A trope that has long dominated cybersecurity is the idea that “humans are the weakest link.” While its intellectual origins predate the industry by several decades, if not centuries, for our present purposes we need go back no further than the beginning of this millennium. It seems to have started with Schneier (2000), and continued with Mitnick and Simon (2002). Since then, cybersecurity discourse has been awash with this cliché.
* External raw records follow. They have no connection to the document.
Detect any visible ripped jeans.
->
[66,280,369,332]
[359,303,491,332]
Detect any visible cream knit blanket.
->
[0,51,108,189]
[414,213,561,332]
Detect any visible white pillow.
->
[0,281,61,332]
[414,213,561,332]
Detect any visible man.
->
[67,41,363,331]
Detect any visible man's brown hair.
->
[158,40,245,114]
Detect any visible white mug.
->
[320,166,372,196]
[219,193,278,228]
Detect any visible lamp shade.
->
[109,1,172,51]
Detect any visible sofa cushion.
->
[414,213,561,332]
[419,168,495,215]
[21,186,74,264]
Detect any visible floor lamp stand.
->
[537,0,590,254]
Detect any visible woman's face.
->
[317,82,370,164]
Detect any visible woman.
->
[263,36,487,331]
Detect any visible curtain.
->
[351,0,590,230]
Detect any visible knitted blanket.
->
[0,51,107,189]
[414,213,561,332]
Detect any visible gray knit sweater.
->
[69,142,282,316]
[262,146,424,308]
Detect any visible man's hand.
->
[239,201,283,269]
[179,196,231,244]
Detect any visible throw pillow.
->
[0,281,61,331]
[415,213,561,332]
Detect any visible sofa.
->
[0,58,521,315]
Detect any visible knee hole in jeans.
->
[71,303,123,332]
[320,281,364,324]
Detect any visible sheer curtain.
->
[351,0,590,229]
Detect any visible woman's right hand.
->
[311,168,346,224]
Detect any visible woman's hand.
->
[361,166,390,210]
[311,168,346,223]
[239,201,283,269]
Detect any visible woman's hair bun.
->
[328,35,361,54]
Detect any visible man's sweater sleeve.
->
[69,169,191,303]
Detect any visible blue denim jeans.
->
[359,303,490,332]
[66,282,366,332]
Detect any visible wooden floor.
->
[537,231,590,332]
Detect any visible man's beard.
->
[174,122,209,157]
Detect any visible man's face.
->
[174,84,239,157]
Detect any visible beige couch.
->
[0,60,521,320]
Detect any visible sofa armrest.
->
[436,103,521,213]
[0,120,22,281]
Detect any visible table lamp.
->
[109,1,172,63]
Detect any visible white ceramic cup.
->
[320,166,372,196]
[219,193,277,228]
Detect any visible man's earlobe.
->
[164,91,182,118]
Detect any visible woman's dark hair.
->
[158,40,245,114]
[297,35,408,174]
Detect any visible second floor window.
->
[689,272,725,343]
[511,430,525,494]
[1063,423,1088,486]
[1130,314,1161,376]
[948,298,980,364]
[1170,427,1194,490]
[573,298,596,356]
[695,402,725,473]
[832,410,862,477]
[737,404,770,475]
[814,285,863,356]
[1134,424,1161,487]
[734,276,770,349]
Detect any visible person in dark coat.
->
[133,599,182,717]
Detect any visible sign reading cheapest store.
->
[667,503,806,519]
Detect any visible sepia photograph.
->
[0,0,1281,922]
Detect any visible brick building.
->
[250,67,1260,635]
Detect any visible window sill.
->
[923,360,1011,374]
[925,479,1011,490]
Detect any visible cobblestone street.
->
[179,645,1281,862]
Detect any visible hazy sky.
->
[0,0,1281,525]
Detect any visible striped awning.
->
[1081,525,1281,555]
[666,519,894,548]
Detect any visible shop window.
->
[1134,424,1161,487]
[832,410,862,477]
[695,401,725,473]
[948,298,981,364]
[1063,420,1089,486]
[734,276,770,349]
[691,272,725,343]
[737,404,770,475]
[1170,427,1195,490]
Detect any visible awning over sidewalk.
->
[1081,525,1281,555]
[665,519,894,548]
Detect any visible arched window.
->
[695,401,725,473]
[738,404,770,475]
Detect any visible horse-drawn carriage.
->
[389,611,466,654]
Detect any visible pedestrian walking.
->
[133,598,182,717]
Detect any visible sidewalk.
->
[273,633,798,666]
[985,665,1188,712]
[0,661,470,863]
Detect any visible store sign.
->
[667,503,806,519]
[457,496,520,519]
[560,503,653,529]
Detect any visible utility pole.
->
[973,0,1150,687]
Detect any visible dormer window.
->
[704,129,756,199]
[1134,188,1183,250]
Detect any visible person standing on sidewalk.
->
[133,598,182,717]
In his book, Schneier (2000) discusses the idea of perfect computer security. Imagine a flawless computer, with strong cryptography and secure protocols. Even though it would be difficult, suppose it is operational. Unfortunately, it isn’t secure, because sooner or later it will have to interact with a user, and “this interaction is the biggest risk of them all. People often represent the weakest link in the security chain and are chronically responsible for the failure of security systems” (Schneier, 2000, p. 149). And while Mitnick and Simon (2002) begins in a different tone, his point is essentially the same. Talking about home security, and how people install locks in order to feel safe, he says no matter what is put in place, the home remains essentially vulnerable, because “the human factor is truly security’s weakest link.” Schneier’s and Mitnicks’ influences are such that this phrase developed significant currency in information security circles, though it was likely an already common trope in physical security discourse.

“The human factor is the weakest link in cybersecurity” has acquired the status of a thought-terminating cliché, and its continued popularity is restraining the intellectual development of this field. It should be retired as an immediate concern.